Violência urbana no Brasil

Enviada em 02/10/2019

No filme “Capitão América: O Primeiro Vingador”, o jovem Steve Rogers, sempre que presenciava roubos ou desrespeito com as mulheres, tentava ajudar as vítimas em qualquer situação. Todavia, quando o rapaz queria resolver o problema amigavelmente, ocorriam conflitos que o deixavam ferido. De maneira análoga, a violência urbana é semelhante nas cidades brasileiras, visto pelas altas taxas de homicídios. Tal problema está vinculado, sobretudo, ao despreparo educacional dos indivíduos e à desigualdade social. Logo, é necessário acabar com esse empecilho.

A princípio, a violência persiste devido ao descaso educacional.

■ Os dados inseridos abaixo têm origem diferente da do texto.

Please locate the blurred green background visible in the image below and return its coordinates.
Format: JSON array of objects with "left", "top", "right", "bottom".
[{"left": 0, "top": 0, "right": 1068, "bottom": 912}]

Destarte, pessoas destituídas de conhecimento não conseguem desenvolver a criticidade, assim, tornam-se alienadas às ideologias obsoletas- de que o uso da força resolve atritos. O sociólogo alemão Émile Durkheim explica essa atitude pela ausência de consciência coletiva, ou seja, o indivíduo não tem sabedoria sobre direitos e deveres internalizados para aplicar no dia a dia. Portanto, sempre que não houver consenso das partes em conflitos, existirá, consequentemente, selvageria, assim como ocorreu com Rogers.

Ademais, há o problema que, no Brasil, as desigualdades sociais estão intrinsecamente ligadas ao sistema político do país. Em síntese, por causa das altas taxas de desemprego, muitos procuram, por meio da criminalidade, encontrar uma solução para sobreviver. Tal fato desencadeia diversos tipos de selvagerias e até mesmo homicídios. Dessa forma, como explica o filósofo George Hegel, é preciso de consciência racional para entender a realidade. Porém, o que observa-se é a ausência dessa razão na política e na carência de profissionais que entendam as necessidades da população, deixando, então o povo a mercê das mazelas sociais.

Portanto, é fundamental acabar com a violência. É necessário, primeiramente, na hora do voto, escolher candidatos que estejam compromissados em entender a realidade e mudá-la. Além disso, o Ministério da Educação precisa intensificar, nas escolas e por meio de propagandas, o ensino do s direitos fundamentais da pessoa humana e ao respeito. Assim, a sociedade será mais crítica e, então, o Brasil será visto com o valor de igualdade. Desse modo, resolver os problemas, como Steve, será  o passo para, de fato, o país ser conhecido por ordem e progresso.